# Horseback Riders to Malign Hunters to Gov?



## apmaurosr (Aug 25, 2007)

I have learned that the horseback riders have a special meeting with the Governor on Monday to request that he veto the Sunday bow hunting bill. They are urging their 800 members to write about their negative experiences with hunters while horseback riding and to submit them in "document form." 

They will state that hunters and horseback riders cannot peacefully co-exist. If true, it is my opinion it has more to do with their elitist view of the world than with problem hunters. I offer some facts below. 

Please send the Governor the below letter now in order to neutralize the efforts of the horseback riding community to malign hunters during their audience with the Governor. 

Call the Governor now: 

(609) 292-6000 

Copy and paste the below letter and send to: 

Email address: http://www.state.nj.us/governor/about/contact/ 

After going to the link 

Step 1 - Select a Topic, select “Natural Resources” click continue 

Step 2 – Select a Sub-Topic, select “Fish, Game, and Wildlife” 

Fill in your information. 

“Subject” insert – “Sunday Bow Hunting Bill A1669 / S802 ” 

“Message” insert – -- -- - Copy and paste below letter. 

The Honorable Jon S. Corzine 
Governor, State of New Jersey 
Office of the Governor 
PO Box 001 
Trenton, NJ 08625 

Re: Bill A1669 / S802 

Sunday Bow Hunting 

Dear Governor Corzine: 

Please sign the above bill into law and allow Sunday bow hunting on private property and Wildlife Management Areas. 

The addition of Sunday bow hunting will help to improve management of deer populations and add revenue to the Division of Fish and Wildlife by increased license sales. It will also provide those with a traditional work week an opportunity to hunt. Although the bill will only make approximately 14 Sundays available for hunting they are critical to those of us that must work a traditional work week. 

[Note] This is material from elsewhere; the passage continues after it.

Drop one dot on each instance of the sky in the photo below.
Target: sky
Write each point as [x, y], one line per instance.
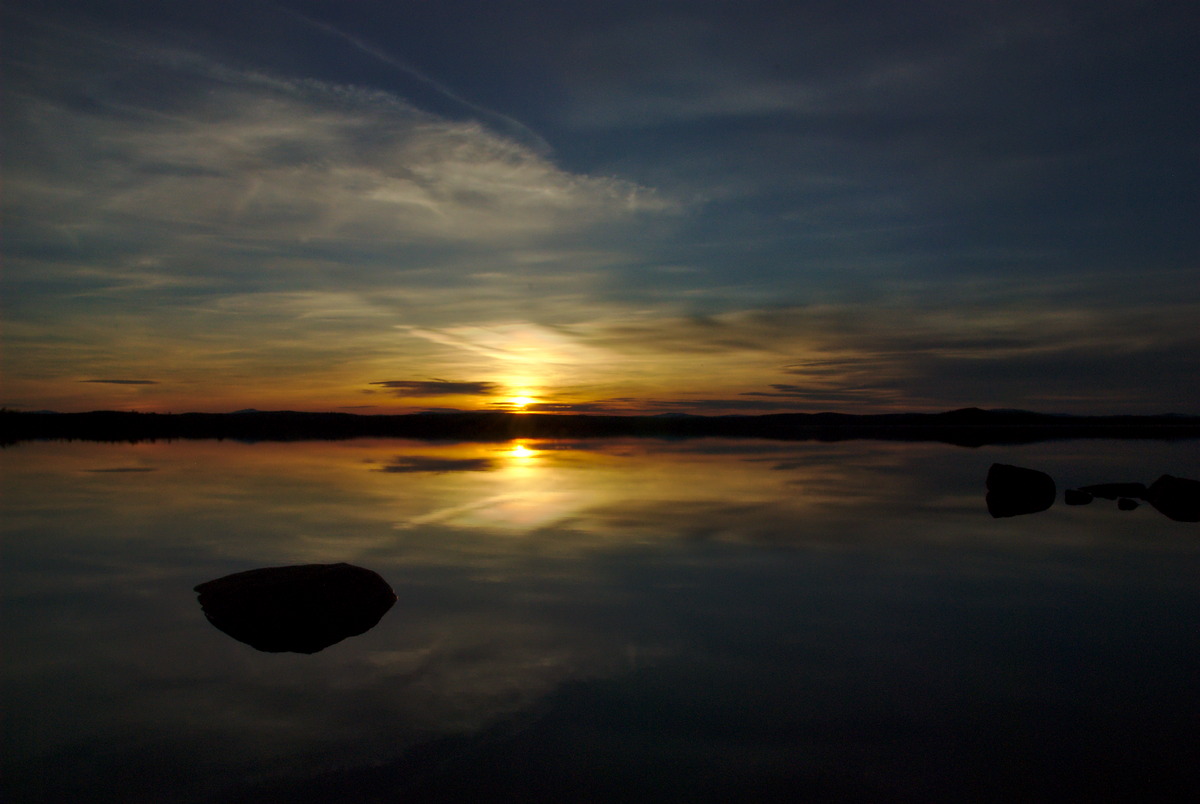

Currently, activities such as bird watching, walking, and jogging are allowed 365 days per year. Horseback riding is allowed on 17 Wildlife Management Areas by permit and only 800 permits are issued per year allowing for 365 days of unrestricted use. A check of the records indicates that no accidents have occurred between horseback riders and hunters, where the two groups are concentrated. 

WMAs were originally purchased entirely from the sale of hunting and fishing licenses and operational funding is still provided entirely by hunters and anglers. The hunting season limits our access to these WMAs to only 25% of the amount of time horseback riding, bird watching, jogging and walking is allowed. I’m sure that you will agree that the addition of 14 days of Sunday bow hunting is a wise and reasonable request. 

Governor Corzine, I am one of 650,000 New Jerseyans who hunt, fish and vote. I ask that you sign the Sunday Bow hunting bill into law. 

Sincerely,


----------



## rick64 (Feb 27, 2006)

Do the horseback riders have to pay for their permits in NJ? In VA everyone, *except* hunters and fishermen, have free use of the WMA.


----------



## Moon (Jul 16, 2006)

*And, bowhunters, crossbow hunters*

and muzzle loader hunters have to pay for extra licenses over and above the regular licenses........................with the one exception of deer chasers with dogs. THEY get to aggravate the hell out of land owners and people that truly hunt and pay nothing extra to do it. Deer chasers with dogs are also the reason bowhunters are not allowed to hunt on Sundays. Wake up Virginia


----------